Indian Burial Ground
- Author: Nick Medina
- Language: English
- Genre: Horror
- Publisher: Berkley Books
- Publication date: 16 Apr 2024
- Publication place: United States
- Pages: 384 (hardcover)
- ISBN: 9780593546888
- Preceded by: Sisters of the Lost Nation

= Indian Burial Ground (novel) =

2024 horror novel by Nick Medina

Indian Burial Ground is a 2024 horror novel by American author Nick Medina.

==Plot==

In the present day, Noemi lives on the Takoda reservation in Louisiana. Her boyfriend Roddy is killed after being struck by a car; it is unclear if this was a suicide or an accidental death. That day, Noemi's uncle Louie returns to the reservation for the first time since she was a child. Throughout the day, Louie discusses his reasons for returning and tells Noemi about the events of 1986.

In 1986, Louie is a teenager and in the previous years several tragedies took place at the reservation. A young man named Horace Saucier was rumored to have killed the entire Hensley family before he himself was murdered. Local legend links Horace to the Takoda Vampire, which frightens many of the young people on the reservation. Louie often babysits the young Noemi as well as a boy named Johnny. Louie's mother Mae is an alcoholic who is unable to parent effectively, but his Grandpa Joe is a stable role model. Louie is slowly growing apart from his childhood friend Jean-Luc, further complicating his life.

Three graves, including that of Horace Saucier, are desecrated. A local man named Aubrey dies. At his wake, Aubrey's body sits up and several mourners hear him speak. A woman named Miss Shelby disappears, and many suspect she fell into the river and drowned. Her son Ern is morbidly obese and homebound. Local townspeople begin to care for Ern. Ern teaches Louie about traditional Takoda myths during their conversations.

An elderly woman drowns in a septic tank. Her body also sits upright at her wake, and Louie hears the corpse speak. Various dead animals including an armadillo and a woodpecker come back to life. Johnny runs away from Louie and Jean-Luc. Johnny falls into a burning trash pit and dies. At Johnny's wake, his mother Rosie attacks Louie. They knock the casket over. Johnny's corpse sits up and tells Louie “Noemi’s next.”

Louie discovers that Jean-Luc desecrated the graves, hoping to gain power from their spirits. Louie decides not to turn him in. Noemi is possessed by an evil spirit called the Meli Omahka, which is related to an alligator from the Takoda origin myth. She bites Louie and the spirit transfers to him. He becomes an alligator. Louie performs a traditional warrior dance and becomes human again.

Ern reveals that he killed the Hensleys, throwing the reservation out of balance and causing the Meli Omahka to appear. He allowed Horace to take the blame for the death of the Hensleys and then killed him. Finally, Ern killed his mother Shelby and hid her body. The Meli Omahka began possessing children, animals, and elderly people; Louie was the first victim to have enough strength to fight back effectively. Ern is arrested for his crimes.

Back in the present day, Noemi discusses Roddy's death with his sister Sara.

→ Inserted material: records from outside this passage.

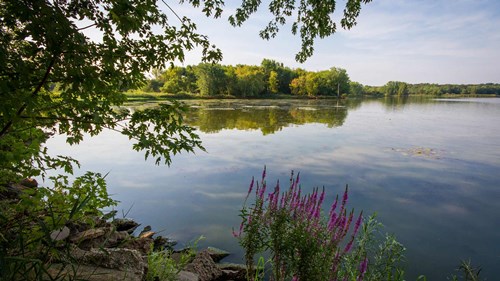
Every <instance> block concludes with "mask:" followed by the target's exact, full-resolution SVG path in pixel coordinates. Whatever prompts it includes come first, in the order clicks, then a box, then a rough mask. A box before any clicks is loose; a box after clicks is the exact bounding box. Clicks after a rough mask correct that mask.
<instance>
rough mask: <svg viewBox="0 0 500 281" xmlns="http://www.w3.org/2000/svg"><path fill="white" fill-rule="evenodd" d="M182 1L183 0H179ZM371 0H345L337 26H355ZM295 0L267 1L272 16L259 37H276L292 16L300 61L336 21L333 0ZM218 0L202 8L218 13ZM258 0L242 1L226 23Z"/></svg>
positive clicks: (312, 51)
mask: <svg viewBox="0 0 500 281" xmlns="http://www.w3.org/2000/svg"><path fill="white" fill-rule="evenodd" d="M183 1H184V0H183ZM188 1H189V2H191V3H195V4H198V5H199V2H200V1H199V0H188ZM371 1H372V0H347V1H346V4H345V8H344V14H343V17H342V19H341V20H340V25H341V27H342V28H344V29H351V28H352V27H353V26H355V25H356V19H357V17H358V16H359V13H360V11H361V4H367V3H369V2H371ZM296 2H297V1H295V0H272V1H271V2H270V3H269V11H270V12H271V14H272V15H273V17H274V18H273V19H272V20H271V21H270V22H269V23H268V24H267V26H266V27H265V28H264V29H262V30H261V31H260V33H259V35H260V37H261V38H263V39H266V40H269V39H271V38H274V37H276V35H277V33H278V31H279V29H280V27H282V26H283V25H285V24H286V22H287V19H288V18H290V17H292V16H296V19H295V20H294V21H293V23H292V29H291V31H292V34H294V35H296V34H297V33H298V34H299V35H300V38H301V39H302V46H301V49H300V51H299V52H298V53H297V54H296V55H295V59H296V60H297V61H299V62H304V61H305V60H306V59H307V58H309V57H310V56H312V54H313V52H314V41H315V39H316V38H318V37H319V38H324V37H327V36H330V35H332V34H334V33H335V32H336V31H337V24H336V23H335V21H334V20H333V19H332V16H333V14H334V12H335V7H336V4H337V3H336V2H337V1H335V0H331V1H317V0H301V1H300V2H299V3H296ZM223 4H224V2H223V1H221V0H212V1H205V10H207V14H210V7H212V6H214V5H215V6H217V5H218V7H219V9H220V10H219V11H221V12H222V5H223ZM260 4H261V1H254V0H243V3H242V5H241V7H240V8H238V9H236V14H235V15H232V16H230V17H229V22H230V23H231V24H232V25H234V26H240V25H242V24H243V23H244V22H245V21H246V20H247V19H248V18H249V17H250V15H251V14H253V13H255V12H256V11H257V8H258V7H259V6H260Z"/></svg>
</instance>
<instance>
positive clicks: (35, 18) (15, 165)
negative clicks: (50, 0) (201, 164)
mask: <svg viewBox="0 0 500 281" xmlns="http://www.w3.org/2000/svg"><path fill="white" fill-rule="evenodd" d="M0 20H1V32H0V42H1V43H0V65H2V68H1V69H0V90H1V91H0V92H1V95H2V103H1V104H0V148H1V149H0V159H1V160H2V161H1V164H0V165H1V166H0V173H1V174H0V182H2V183H5V182H7V181H10V180H13V178H18V177H24V176H36V175H38V174H40V172H41V170H43V167H44V166H47V165H48V166H51V165H56V164H61V163H60V162H57V161H56V159H51V158H49V157H48V155H47V154H46V153H44V150H43V149H41V146H42V144H43V143H44V142H45V140H46V139H47V137H48V135H49V134H51V133H59V134H67V136H68V142H69V143H71V144H74V143H78V142H79V141H81V140H82V137H83V134H84V133H89V134H90V135H95V134H98V133H99V132H101V131H102V130H103V129H104V128H110V129H114V130H118V129H120V128H122V129H120V130H121V132H122V133H123V134H124V135H126V136H128V137H129V138H133V139H135V140H136V142H135V144H134V146H133V148H134V149H136V150H145V153H146V156H155V157H157V162H160V161H162V160H163V161H165V162H167V163H169V162H170V154H171V153H178V152H179V151H181V150H188V151H192V150H193V149H194V148H195V147H199V146H200V142H199V140H198V139H197V137H196V135H195V134H194V131H193V129H192V128H189V127H187V126H184V125H183V124H182V117H181V116H180V115H179V114H180V113H181V111H182V110H183V108H182V107H180V106H178V105H177V104H174V105H168V106H167V105H165V106H162V107H160V108H157V109H151V110H150V111H149V110H148V111H146V112H134V113H131V112H128V111H127V110H124V109H121V110H119V111H117V110H115V108H114V107H113V106H114V105H120V104H121V103H122V102H123V101H124V100H125V98H124V95H123V94H122V93H121V92H122V90H123V89H129V88H135V87H138V86H140V85H141V84H142V83H143V81H144V80H145V73H147V72H148V71H150V70H151V69H153V68H162V67H163V66H164V65H165V64H167V63H170V62H172V61H173V60H175V59H177V60H181V61H182V60H183V59H184V56H185V52H186V51H187V50H190V49H193V48H194V47H196V46H198V47H201V48H202V50H203V53H204V54H205V56H204V59H205V60H207V61H217V60H218V59H220V58H221V53H220V50H218V49H215V48H213V47H212V46H211V44H210V43H209V41H208V39H207V37H205V36H203V35H200V34H198V33H196V28H195V25H194V24H193V23H192V22H191V21H190V20H189V19H187V18H183V19H181V20H180V23H179V24H178V26H175V25H172V24H170V23H169V21H168V20H167V16H166V15H165V14H164V13H163V12H162V10H161V9H160V8H159V7H158V6H157V5H156V4H155V2H151V1H139V0H137V1H132V0H130V1H111V0H104V1H99V2H87V1H83V2H82V1H76V0H75V1H44V0H33V1H2V3H1V4H0ZM83 23H85V26H83ZM153 26H154V28H153ZM158 28H160V29H161V30H163V32H161V33H156V32H155V30H158ZM88 30H92V31H93V33H96V34H99V35H100V39H99V40H97V41H92V40H91V39H89V38H88V37H87V36H86V34H85V32H86V31H88ZM55 83H57V84H58V88H59V91H60V92H58V93H54V92H52V91H51V89H52V88H53V87H52V85H54V84H55ZM156 116H163V117H168V118H166V119H164V120H160V119H159V118H158V117H156ZM125 119H127V120H129V122H127V123H121V121H122V120H125ZM145 122H148V123H147V124H148V125H145V124H146V123H145ZM122 126H124V127H122ZM148 127H149V128H148ZM149 129H152V130H151V131H150V130H149ZM174 135H175V137H173V136H174ZM66 163H67V162H66Z"/></svg>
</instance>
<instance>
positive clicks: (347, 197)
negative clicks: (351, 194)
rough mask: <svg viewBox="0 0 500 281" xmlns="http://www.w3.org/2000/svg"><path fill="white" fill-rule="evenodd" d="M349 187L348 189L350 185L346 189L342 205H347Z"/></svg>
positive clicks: (346, 186)
mask: <svg viewBox="0 0 500 281" xmlns="http://www.w3.org/2000/svg"><path fill="white" fill-rule="evenodd" d="M347 189H348V186H347V185H346V186H345V191H344V197H343V198H342V206H345V204H346V203H347V199H348V195H347Z"/></svg>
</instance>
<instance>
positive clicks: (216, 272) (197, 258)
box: [184, 250, 222, 281]
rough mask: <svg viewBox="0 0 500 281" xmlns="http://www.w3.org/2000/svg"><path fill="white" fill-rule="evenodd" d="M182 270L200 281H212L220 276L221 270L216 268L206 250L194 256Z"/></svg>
mask: <svg viewBox="0 0 500 281" xmlns="http://www.w3.org/2000/svg"><path fill="white" fill-rule="evenodd" d="M184 270H186V271H189V272H192V273H194V274H196V275H198V278H199V280H200V281H212V280H217V278H219V277H221V276H222V270H221V269H220V268H218V267H217V265H216V264H215V262H214V261H213V260H212V258H211V257H210V254H209V252H208V251H207V250H203V251H201V252H200V253H198V254H197V255H196V257H195V258H194V260H193V262H192V263H190V264H188V265H186V267H185V268H184Z"/></svg>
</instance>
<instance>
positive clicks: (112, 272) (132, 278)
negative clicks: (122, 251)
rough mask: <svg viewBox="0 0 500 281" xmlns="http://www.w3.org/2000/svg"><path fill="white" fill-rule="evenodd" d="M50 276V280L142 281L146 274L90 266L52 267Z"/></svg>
mask: <svg viewBox="0 0 500 281" xmlns="http://www.w3.org/2000/svg"><path fill="white" fill-rule="evenodd" d="M48 274H49V275H50V278H49V279H50V280H68V281H69V280H86V281H142V280H143V279H144V274H142V273H135V272H130V271H122V270H117V269H109V268H103V267H96V266H88V265H77V266H75V265H73V266H65V267H63V266H62V265H60V264H55V265H52V266H51V267H50V268H49V270H48Z"/></svg>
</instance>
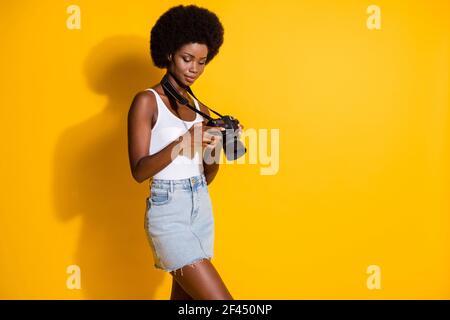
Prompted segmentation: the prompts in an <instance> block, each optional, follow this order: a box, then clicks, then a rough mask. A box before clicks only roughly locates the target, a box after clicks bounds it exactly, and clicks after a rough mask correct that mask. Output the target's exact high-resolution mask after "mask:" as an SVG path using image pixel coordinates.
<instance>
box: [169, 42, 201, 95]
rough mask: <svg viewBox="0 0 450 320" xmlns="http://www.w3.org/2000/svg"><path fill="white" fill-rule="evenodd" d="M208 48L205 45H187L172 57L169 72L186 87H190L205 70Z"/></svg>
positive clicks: (169, 68)
mask: <svg viewBox="0 0 450 320" xmlns="http://www.w3.org/2000/svg"><path fill="white" fill-rule="evenodd" d="M207 55H208V47H207V46H206V45H205V44H200V43H189V44H185V45H184V46H182V47H181V48H180V49H179V50H178V51H177V52H175V54H174V55H172V62H171V63H170V66H169V70H170V71H171V72H172V73H173V74H175V75H176V76H177V78H178V80H179V81H181V82H182V83H184V84H185V85H186V86H190V85H192V84H193V83H194V82H195V80H196V79H198V77H199V76H200V75H201V74H202V73H203V71H204V69H205V63H206V58H207Z"/></svg>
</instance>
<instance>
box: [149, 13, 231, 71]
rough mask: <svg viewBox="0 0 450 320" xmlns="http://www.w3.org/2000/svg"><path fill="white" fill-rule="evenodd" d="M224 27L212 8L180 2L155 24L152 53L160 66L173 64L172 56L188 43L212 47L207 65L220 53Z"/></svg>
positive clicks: (154, 64)
mask: <svg viewBox="0 0 450 320" xmlns="http://www.w3.org/2000/svg"><path fill="white" fill-rule="evenodd" d="M223 34H224V30H223V26H222V23H221V22H220V20H219V18H218V17H217V16H216V14H214V13H213V12H211V11H209V10H208V9H205V8H201V7H198V6H195V5H188V6H183V5H179V6H176V7H172V8H170V9H169V10H168V11H166V12H165V13H164V14H163V15H162V16H160V17H159V19H158V20H157V21H156V24H155V25H154V26H153V28H152V31H151V34H150V54H151V57H152V60H153V64H154V65H155V66H156V67H158V68H167V67H168V66H169V61H168V58H167V57H168V55H169V54H171V53H174V52H175V51H177V50H178V49H179V48H181V47H182V46H183V45H185V44H188V43H200V44H205V45H206V46H207V47H208V55H207V57H206V62H205V63H206V64H208V63H209V62H210V61H211V60H212V59H213V58H214V57H215V56H216V54H217V53H218V52H219V48H220V46H221V45H222V43H223Z"/></svg>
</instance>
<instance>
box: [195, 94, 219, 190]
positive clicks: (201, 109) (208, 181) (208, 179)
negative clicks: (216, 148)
mask: <svg viewBox="0 0 450 320" xmlns="http://www.w3.org/2000/svg"><path fill="white" fill-rule="evenodd" d="M199 105H200V110H201V111H202V112H203V113H206V114H207V115H208V116H211V115H210V113H209V110H208V108H206V107H205V106H204V105H203V104H201V103H200V102H199ZM207 121H208V120H205V121H204V123H205V124H206V122H207ZM220 152H221V151H220ZM211 156H212V157H213V158H214V157H215V150H214V151H213V152H212V154H211ZM203 170H204V174H205V178H206V184H208V185H209V184H210V183H211V182H212V181H213V180H214V178H215V177H216V175H217V172H218V171H219V163H216V162H215V161H214V162H213V163H211V164H208V163H206V162H205V160H204V159H203Z"/></svg>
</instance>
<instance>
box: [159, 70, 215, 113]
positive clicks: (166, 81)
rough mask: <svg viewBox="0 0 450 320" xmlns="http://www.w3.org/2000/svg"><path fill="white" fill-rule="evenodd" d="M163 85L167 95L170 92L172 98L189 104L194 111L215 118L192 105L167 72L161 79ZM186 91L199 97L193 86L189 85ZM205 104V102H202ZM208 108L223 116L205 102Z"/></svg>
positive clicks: (193, 95) (206, 107)
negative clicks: (210, 115)
mask: <svg viewBox="0 0 450 320" xmlns="http://www.w3.org/2000/svg"><path fill="white" fill-rule="evenodd" d="M161 86H162V87H163V89H164V91H165V92H166V95H167V94H169V96H171V97H172V98H174V99H175V100H176V101H178V102H179V103H181V104H183V105H185V106H187V107H188V108H190V109H192V110H193V111H195V112H197V113H199V114H201V115H202V116H203V117H204V118H206V119H208V120H213V118H211V117H210V116H208V115H207V114H205V113H204V112H202V111H200V110H198V109H197V108H195V107H193V106H191V105H190V104H189V101H188V99H186V98H185V97H183V96H182V95H181V94H180V93H179V92H178V90H177V89H175V88H174V87H173V85H172V83H170V81H169V79H168V77H167V74H166V75H164V77H163V78H162V80H161ZM186 91H187V92H189V93H190V94H191V95H192V96H193V97H194V98H195V99H197V97H196V96H195V95H194V92H192V90H191V87H189V86H188V87H187V88H186ZM197 100H198V99H197ZM198 101H200V100H198ZM202 104H203V103H202ZM203 105H204V106H205V107H206V108H208V109H209V110H211V111H212V112H214V113H215V114H217V115H218V116H219V117H222V115H221V114H220V113H218V112H216V111H214V110H213V109H211V108H209V107H208V106H206V105H205V104H203Z"/></svg>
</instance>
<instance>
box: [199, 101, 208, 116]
mask: <svg viewBox="0 0 450 320" xmlns="http://www.w3.org/2000/svg"><path fill="white" fill-rule="evenodd" d="M197 102H198V105H199V106H200V111H201V112H203V113H206V114H207V115H208V116H211V114H210V113H209V109H208V108H207V107H206V106H205V105H204V104H203V103H201V102H200V101H198V100H197Z"/></svg>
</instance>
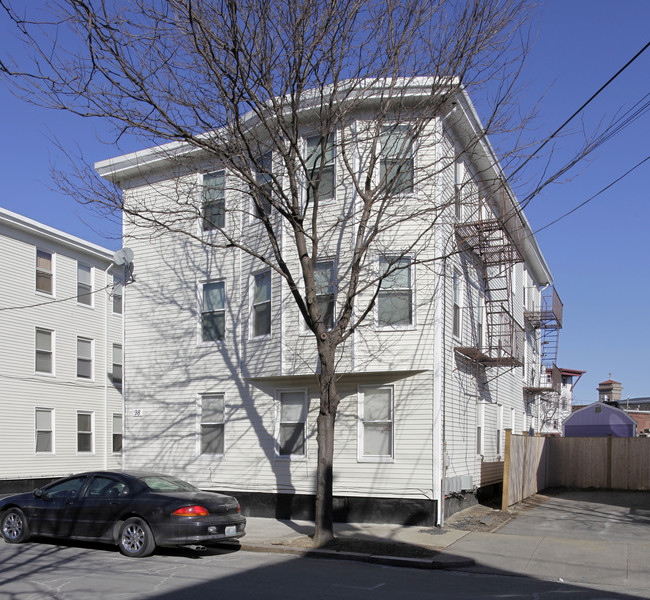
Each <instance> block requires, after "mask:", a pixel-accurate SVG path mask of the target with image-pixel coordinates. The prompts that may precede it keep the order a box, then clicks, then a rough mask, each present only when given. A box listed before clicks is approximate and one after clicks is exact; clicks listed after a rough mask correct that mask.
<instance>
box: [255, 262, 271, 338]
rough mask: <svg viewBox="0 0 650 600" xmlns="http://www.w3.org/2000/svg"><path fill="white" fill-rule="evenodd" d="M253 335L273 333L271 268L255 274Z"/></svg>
mask: <svg viewBox="0 0 650 600" xmlns="http://www.w3.org/2000/svg"><path fill="white" fill-rule="evenodd" d="M252 315H253V337H263V336H266V335H271V270H270V269H269V270H267V271H263V272H262V273H257V274H256V275H254V276H253V311H252Z"/></svg>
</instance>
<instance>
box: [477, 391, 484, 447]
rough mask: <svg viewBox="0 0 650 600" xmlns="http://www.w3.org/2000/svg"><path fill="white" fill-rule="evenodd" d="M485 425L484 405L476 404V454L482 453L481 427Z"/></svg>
mask: <svg viewBox="0 0 650 600" xmlns="http://www.w3.org/2000/svg"><path fill="white" fill-rule="evenodd" d="M484 427H485V405H484V404H483V403H482V402H479V403H478V404H477V405H476V454H481V455H482V454H483V428H484Z"/></svg>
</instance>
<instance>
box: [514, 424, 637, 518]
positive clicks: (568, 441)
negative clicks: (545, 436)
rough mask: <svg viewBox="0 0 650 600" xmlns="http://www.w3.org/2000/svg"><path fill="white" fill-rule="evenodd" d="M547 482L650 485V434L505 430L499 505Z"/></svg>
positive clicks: (619, 489) (621, 487)
mask: <svg viewBox="0 0 650 600" xmlns="http://www.w3.org/2000/svg"><path fill="white" fill-rule="evenodd" d="M548 487H573V488H600V489H615V490H650V438H615V437H606V438H560V437H537V436H535V437H532V436H526V435H512V434H511V432H510V431H506V446H505V464H504V469H503V496H502V501H501V508H502V509H503V510H506V509H507V508H508V506H512V505H513V504H516V503H517V502H521V501H522V500H524V499H525V498H528V497H529V496H532V495H533V494H536V493H537V492H539V491H541V490H543V489H545V488H548Z"/></svg>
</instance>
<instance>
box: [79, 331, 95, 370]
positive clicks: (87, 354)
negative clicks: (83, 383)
mask: <svg viewBox="0 0 650 600" xmlns="http://www.w3.org/2000/svg"><path fill="white" fill-rule="evenodd" d="M77 377H81V378H82V379H92V378H93V341H92V340H87V339H85V338H79V337H78V338H77Z"/></svg>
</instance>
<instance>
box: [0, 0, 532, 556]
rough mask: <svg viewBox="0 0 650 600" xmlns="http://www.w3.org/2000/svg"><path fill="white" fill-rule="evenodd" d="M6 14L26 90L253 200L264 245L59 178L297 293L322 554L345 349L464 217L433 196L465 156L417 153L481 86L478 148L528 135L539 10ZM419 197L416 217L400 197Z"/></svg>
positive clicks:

She learns that Roddy was not taking his prescribed Zoloft and that his death may have truly been a suicide. Louie argues with Jean-Luc and Rosie, but eventually hopes that they can forgive each other. Louie and Noemi discuss their experiences with death and begin therapy. Louie decides that he may remain on the reservation.

==Background==

In an interview with The Nerd Daily, Medina discussed several inspirations for the story. He reported that an article from 2012 in which a toddler supposedly sat up in his coffin and spoke inspired a story that eventually became Indian Burial Ground. Medina was also inspired by the issues of alcoholism and suicide that are prominent issues with Native American communities.

==Reception==

A review by Jennifer Embree in Library Journal praised Medina's characters, stating that he "consistently manages to humanize his characters even as readers witness their most monstrous moments." The review concludes that the novel is "another atmospheric, unsettling, and downright eerie read that will keep readers guessing until the last page." Writing for Booklist, Becky Spratford stated that "the story moves fluidly between past and present, enhancing the unease and layering the dread, allowing readers to feel the reverberations of both horrible secrets and reservation life over time." Stratford stated the novel "entertains without shying away from a direct portrayal of the generational trauma experienced by marginalized people".

Maren Longbella of The Seattle Times notes that several 1980s horror films such as Pet Sematary utilize the trope of the "Indian burial ground" to generate scares, often without any Indigenous input. The title of Medina's novel "nods to the theme but signals the intent to make it his own".